There have, however, been opposing views on the question whether these two kinds of restriction, one grammatical, the other lexical, are, in principle, different. One argument to sustain the difference is that a sentence can be grammatically correct, yet at the same time totally defiant in lexical terms. If a sentence can thus conform to grammar, but be completely deviant lexically, it would seem that grammar and lexicon are distinct. Earlier, incidentally, Carnap had made the same point by inventing a sentence that does not contain any English word at all yet seems to be quite grammatical in terms of English – Pirots karulize clatically(1937: 2).

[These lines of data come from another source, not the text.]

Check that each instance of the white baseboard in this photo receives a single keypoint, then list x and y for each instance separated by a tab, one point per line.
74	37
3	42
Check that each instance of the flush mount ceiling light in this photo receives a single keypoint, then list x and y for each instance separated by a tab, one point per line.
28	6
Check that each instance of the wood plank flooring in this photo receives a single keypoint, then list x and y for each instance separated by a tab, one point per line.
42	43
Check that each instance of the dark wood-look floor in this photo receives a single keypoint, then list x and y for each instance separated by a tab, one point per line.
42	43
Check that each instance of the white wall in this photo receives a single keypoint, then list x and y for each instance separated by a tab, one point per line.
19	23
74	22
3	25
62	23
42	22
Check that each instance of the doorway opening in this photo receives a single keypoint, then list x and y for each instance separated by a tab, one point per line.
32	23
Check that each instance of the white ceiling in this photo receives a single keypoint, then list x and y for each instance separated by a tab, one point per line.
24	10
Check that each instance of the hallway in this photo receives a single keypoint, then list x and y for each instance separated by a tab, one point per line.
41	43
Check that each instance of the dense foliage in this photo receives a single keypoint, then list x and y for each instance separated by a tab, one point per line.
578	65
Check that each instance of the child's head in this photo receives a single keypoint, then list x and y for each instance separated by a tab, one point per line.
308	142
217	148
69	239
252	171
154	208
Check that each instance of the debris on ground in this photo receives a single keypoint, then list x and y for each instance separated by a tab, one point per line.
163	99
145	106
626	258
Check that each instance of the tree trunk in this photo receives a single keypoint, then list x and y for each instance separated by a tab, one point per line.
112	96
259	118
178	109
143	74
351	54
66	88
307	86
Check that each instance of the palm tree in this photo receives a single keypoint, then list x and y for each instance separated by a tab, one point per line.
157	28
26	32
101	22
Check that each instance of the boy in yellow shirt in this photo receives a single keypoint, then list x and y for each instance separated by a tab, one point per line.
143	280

Some linguists believe that just as a grammar could be wholly formal, and that we need not concern ourselves with the meaning of any of our grammatical categories, so, too, a total statement of all collocation possibilities of a word would be sufficient to characterize it linguistically. Indeed, some went so far as to believe that the set of collocation possibilities of a word was essentially the meaning of that word for the linguist.

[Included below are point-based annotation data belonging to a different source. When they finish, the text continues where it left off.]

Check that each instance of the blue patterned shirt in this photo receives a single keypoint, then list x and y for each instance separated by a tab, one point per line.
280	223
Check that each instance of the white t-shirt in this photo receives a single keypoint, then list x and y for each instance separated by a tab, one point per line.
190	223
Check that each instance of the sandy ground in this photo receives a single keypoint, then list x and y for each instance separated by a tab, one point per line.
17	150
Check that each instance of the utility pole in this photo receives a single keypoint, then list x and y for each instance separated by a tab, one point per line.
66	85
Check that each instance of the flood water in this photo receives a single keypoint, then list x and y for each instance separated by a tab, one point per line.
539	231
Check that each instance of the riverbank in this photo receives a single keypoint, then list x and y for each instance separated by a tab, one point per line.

What is relevant to semantics is that he was concerned with restrictions on the co occurrence of items within a sentence, so that we shall no permit *the idea cut the tree,* I drank the bread,*he frightened that he was coming,* he elapsed the man. in all these examples it is clear that we have chosen item that, in some way, do not fit the verbs. The last examples are clearly a matter of grammar in that frighten does no take a that-clause, while elapse is an intransitive verb that does not take any object at all. With the other two examples it is a matter, however, of the incompatibility of lexical items, of certain nouns (as subjects or objects) with certain verbs. While nothing the difference between these two types, Chomsky proposed to deal with them in similar ways. In both cases he stated, as part of the specification of the verb, the environment in which it may occur. Thus elapse was shown as not occurring with an object noun phrase, and frighten not occurring with the following that-clause ( or rather it was not shown that they can so occur , since the specification would state what is possible, not what is possible). Similarly cut would be shown to need a concrete subject, and drink a liquid object. This was achieved in terms of components (concrete) and (liquid). These are selection restriction. Any sentence which did not comply to them was ruled out and the grammar would not generate it.

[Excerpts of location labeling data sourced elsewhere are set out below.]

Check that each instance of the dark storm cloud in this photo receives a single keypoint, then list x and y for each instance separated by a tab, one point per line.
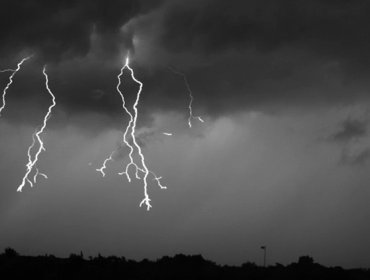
359	159
238	55
63	28
266	54
333	28
350	129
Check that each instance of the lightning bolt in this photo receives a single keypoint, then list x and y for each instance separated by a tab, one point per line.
130	134
190	107
14	72
36	137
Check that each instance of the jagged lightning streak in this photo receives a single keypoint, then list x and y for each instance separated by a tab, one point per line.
36	136
191	116
130	132
14	72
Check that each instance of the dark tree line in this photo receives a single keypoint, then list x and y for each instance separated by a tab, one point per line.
15	266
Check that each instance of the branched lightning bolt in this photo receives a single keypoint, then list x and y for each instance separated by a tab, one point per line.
14	71
36	136
191	116
130	133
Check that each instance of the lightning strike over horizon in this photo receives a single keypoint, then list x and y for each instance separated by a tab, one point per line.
32	162
190	107
130	133
14	72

The lexical restrictions, it has been suggested (Haas 1973:147-8), are not a matter of rules but of tendencies, not of Yes/No, but More/Less, when judge in terms of deviance, unfortunately this leads us to the problem ‘When is a rule a rule?’, for there is no clear line between grammatical or lexical deviance. Some sentences are clearly ungrammatical and are simply to be ruled out or corrected, while others are odd only in a lexical way and can, with some imagination, be contextualized. But there are others that are half-way, and we are not really sure whether their deviance is lexical or grammatical.

Consider, for example, *the dog scattered. This is not simply a matter of the collocation of dog with scatter, for the verb scatter is normally used only with plural nouns (the dogs scattered), or with collective nouns (the herd scattered). It would seem, therefore, that a grammatical rule is being broken and that we should amend to the dogs scattered (or the dog was scattered). But cannot we imagine a dog with magical powers whose way of avoiding its enemies was to break into many peaces and ‘scatter’ over a wide area? Indeed we can, and so we have found a possible, if far fetched, contextualization for the dog scattered. The deviance would seem, there for to be lexical rather than grammatical. But I am not really sure. Can we say, the dog scattered even ………….. Context? Or would the dog scattered itself be more appropriate. My indication here shows that we are on the borderline of grammar and lexicon.